Bütün bölümlerin birer küçük başyapıt olduğu ama ‘Helsinki’ öyküsünün ayrı bir parladığı enfes yapımda; Gena Rowlands, Winona Ryder, Roberto Benigni, Armin Mueller-Stahl, Giancarlo Esposito, Rosie Perez, Béatrice Dalle gibi önemli isimler, Jarmusch’un ‘incelikli’ anlatısına omuz veriyorlar. Artık ezber ettiğimiz Jarmusch diyaloglarının, sıklıkla oluşturulamayan bir atmosferde geçit yaptığı sıcacık film, yürek ısıtırken düğer yandan da ince bir hüzünle dolduruyor yüreği. Yalnızlık, adaletsizlik, çaresizlik, ümit, sosyokültürel farklılıklar, hayatın anlamı, ölüm ve yaşamın birlikteliği, insan denen tuhaf varlık ve varoluş üzerine içi dolu tespitler. Yıllar öncesinden çıkagelen sürpriz, Jarmusch mucizesiyle tanışmamış ‘meraklı’ genç izleyici için özellikle bir mecburiyet.
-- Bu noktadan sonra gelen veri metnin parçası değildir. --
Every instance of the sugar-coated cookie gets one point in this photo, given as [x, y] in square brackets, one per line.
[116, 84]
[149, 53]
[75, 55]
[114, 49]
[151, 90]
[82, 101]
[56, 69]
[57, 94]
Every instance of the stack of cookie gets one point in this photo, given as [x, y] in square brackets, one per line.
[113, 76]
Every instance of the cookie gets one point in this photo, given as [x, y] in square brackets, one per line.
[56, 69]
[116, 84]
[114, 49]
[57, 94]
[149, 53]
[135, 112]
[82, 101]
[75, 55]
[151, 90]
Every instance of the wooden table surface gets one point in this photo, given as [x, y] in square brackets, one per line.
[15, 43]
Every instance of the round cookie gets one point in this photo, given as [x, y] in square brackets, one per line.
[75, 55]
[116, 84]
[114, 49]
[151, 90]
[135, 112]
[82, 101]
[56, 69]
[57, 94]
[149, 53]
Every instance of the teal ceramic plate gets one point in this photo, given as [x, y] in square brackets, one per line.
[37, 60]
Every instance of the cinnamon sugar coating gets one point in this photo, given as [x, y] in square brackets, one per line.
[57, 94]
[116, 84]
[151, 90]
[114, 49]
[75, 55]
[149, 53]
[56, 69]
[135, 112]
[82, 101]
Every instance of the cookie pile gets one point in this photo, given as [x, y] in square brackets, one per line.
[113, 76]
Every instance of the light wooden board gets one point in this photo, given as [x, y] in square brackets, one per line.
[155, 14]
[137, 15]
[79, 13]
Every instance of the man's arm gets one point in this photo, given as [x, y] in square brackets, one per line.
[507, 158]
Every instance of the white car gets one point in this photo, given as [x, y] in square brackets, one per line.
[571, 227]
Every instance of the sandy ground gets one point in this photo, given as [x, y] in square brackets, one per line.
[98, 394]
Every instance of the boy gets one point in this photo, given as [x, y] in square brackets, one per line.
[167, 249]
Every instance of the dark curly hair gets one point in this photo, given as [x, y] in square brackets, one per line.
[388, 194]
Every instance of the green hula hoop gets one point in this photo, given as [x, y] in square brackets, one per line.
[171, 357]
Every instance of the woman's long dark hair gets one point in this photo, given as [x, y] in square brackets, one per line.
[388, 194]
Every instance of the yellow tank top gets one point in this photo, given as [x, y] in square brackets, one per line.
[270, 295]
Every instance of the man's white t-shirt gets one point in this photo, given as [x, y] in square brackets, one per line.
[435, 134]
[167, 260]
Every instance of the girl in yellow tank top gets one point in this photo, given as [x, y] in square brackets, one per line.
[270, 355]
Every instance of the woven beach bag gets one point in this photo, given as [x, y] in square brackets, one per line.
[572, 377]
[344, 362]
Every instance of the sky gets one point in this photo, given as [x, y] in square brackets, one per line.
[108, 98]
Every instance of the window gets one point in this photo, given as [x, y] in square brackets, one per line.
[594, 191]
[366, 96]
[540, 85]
Yeniden izlemekse, unutulmamış müthiş bir lezzeti damakta tekrar hissetmek gibi. (4,5 / 5)
  
Yılın belki de en fazla merakla beklenen filmlerinden olan Christopher Nolan imzalı tarihi savaş dramı ‘Dunkirk’, Amerikalı bir çiftin Tayland seyahatlerinde yaşadıkları ürkütücü olayları izleyeceğimiz ‘Ghost House / Ruhlar Evi’ adlı korku, Guillaume Canet’in yönettiği ve kendini oynadığı muzip komedi ‘Rock’n Roll’, ikinci kez vizyon gören Rus animasyonu ‘Masha i Medved / Maşa ile Koca Ayı’ ile birlikte üç yerli yapım; komedi türündeki ‘Kiki ile Miki Alatura’ ve iki korku-gerilim örneği, ‘Bezm-i Ezel’ ile ‘Saklambaç: Ölüm Oyunu’, haftanın notlarımız arasında yer alamayan diğer yenileri. Tekrar iyi seyirler herkese.